Tuesday, February 19, 2013

Muscles


Yoga is like a long car ride, and I feel like the kid in the back seat asking, "When are we gonna get there?"

I’m thinking I need some more muscles.

Not necessarily big ones, just more than I’ve got.

I remember when I started yoga, I stood in a studio with a group of women who had probably been working out most of their days.

It was day one for me.

Needless to say, it was pretty intimidating to keep coming back, but I did and it was a good thing. The practice has redefined me, literally.

Now I’ve got some muscles, and they've appeared in much the same way as with most things in yoga -- they kind of crept up on me. Seemed like suddenly, there they were! One day, the mirror showed me muscles in my arms, my stomach, my legs, my back.

But the more I try to advance, the more I feel my limits. In one class in particular, I spend lots of time thinking if only I was stronger, I would get this.

This being the arm balances, the handstands, the staying on one side with the weight in one leg while doing all sorts of things before moving to the other side.

I mentioned lifting some weights to the instructor after class one day. I’m thinking I’m not strong enough, I said.

You can if you want, she replied, telling me that she did, too. But you are strong!

Then I admitted to feeling scrawny, and she suggested I email her to get rid of the crazies.

But it’s the crazies that make me keep coming back. They are what make me want to go upside down, to lift myself up on my hands with my legs here and there.

I am learning that, as with most things in life, the strength has to come from the core.

The instructor talks about zipping it up and putting the belly button to the spine. She calls to us about our upward flying locks when we lift and balance and hang.

Still, in this class, I feel my edge -- the place where I know I need to add something to what I’m doing, so I can do more.

The other day, we were in Navasana, or Boat pose. Sitting on our tail bones, our bodies are in a V shape with our legs and backs straight and our feet in line with our noses. Our hands reach up.

We hold for a count of five.

Then, we cross, lock and lift – placing our hands down on either side, crossing our legs and lifting ourselves off the mat, swinging our feet underneath us. Ultimately, we are supposed to land in Handstand, swinging ourselves under and through and unfolding into the inversion.

We’re heading to Handstand here, the instructor says. It doesn’t matter if you’re there yet. Some of us will take another day or another month or another 10 years.

Huh?

No one really calls out in this class but, on hearing this, I stood up.

What? I blurted out. Do you know how old I’ll be in 10 years?!?

It doesn’t matter how old you are, the instructor replied. It matters how strong you are.

I have these little purple weights at home. They are eight pounds each. And I have some metal ones that are five pounds each. And some little red three pounders. Surely something can be done with them.

This yoga is called The Rocket. It’s from a branch of yoga called Ashtanga, a style where the student is given a sequence of poses, the progression through which has to be done in order. The student cannot move to the next pose unless the previous one is accomplished.

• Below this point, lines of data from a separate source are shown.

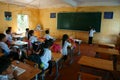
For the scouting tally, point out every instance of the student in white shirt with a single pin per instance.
(91, 34)
(47, 35)
(65, 45)
(6, 70)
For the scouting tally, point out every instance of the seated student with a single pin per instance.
(6, 71)
(31, 36)
(46, 57)
(9, 36)
(5, 49)
(3, 45)
(20, 55)
(47, 35)
(33, 39)
(9, 28)
(26, 33)
(43, 56)
(65, 45)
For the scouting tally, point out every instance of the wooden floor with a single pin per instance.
(70, 72)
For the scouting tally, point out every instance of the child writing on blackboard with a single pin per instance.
(91, 34)
(65, 45)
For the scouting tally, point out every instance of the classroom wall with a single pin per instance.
(31, 12)
(109, 27)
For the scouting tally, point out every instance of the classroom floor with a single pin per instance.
(70, 72)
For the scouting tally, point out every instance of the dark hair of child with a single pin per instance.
(4, 63)
(2, 36)
(64, 38)
(47, 44)
(27, 29)
(30, 33)
(47, 31)
(8, 31)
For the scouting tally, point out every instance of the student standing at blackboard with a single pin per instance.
(91, 33)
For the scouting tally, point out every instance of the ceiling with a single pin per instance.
(62, 3)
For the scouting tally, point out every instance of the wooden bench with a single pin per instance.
(87, 76)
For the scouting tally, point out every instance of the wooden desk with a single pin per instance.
(19, 43)
(107, 45)
(107, 51)
(96, 63)
(29, 73)
(56, 58)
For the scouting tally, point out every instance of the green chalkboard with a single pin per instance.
(79, 21)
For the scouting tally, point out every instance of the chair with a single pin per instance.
(87, 76)
(31, 63)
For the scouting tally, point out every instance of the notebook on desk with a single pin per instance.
(18, 69)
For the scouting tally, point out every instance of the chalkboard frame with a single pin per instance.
(67, 15)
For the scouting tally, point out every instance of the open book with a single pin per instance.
(18, 69)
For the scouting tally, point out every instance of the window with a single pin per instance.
(22, 23)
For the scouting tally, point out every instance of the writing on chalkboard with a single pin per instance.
(79, 21)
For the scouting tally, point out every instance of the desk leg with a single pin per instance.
(114, 61)
(57, 73)
(71, 55)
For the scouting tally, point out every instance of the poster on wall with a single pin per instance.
(108, 15)
(52, 15)
(8, 15)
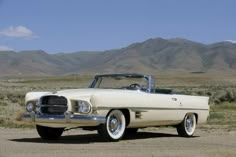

Rocket yoga came about in the 1980s, and it teaches some of these poses without having to satisfy any prerequisites. Bob Weir of the Grateful Dead dubbed it The Rocket because, in his words, You get there faster.

So, in this class, it often feels like day one again.

I am in there with those who have been there awhile. And like when I first started yoga, it can be quite intimidating but, like before, I keep coming back.

And the progress is slow.

So my plan is to lift those purple weights, even though I think the key to my progression lies more in the strength of my core.

I am being instructed, like with anything else, to look inside to my very center.

Still, I kind of want to rocket through that part, too. I keep waiting to hear some kind of hint about how to better lift up. Surely, I might be missing some kind of clue.

But the only way to fly is to lock and lift. And there’s no shortcut to doing that. The strength in my core has to build in its own time.

So I keep practicing my lock and practicing my patience.

And hopefully, if I’m locked and lucky, I’ll be able to go back and through and upside down before the 10 year mark.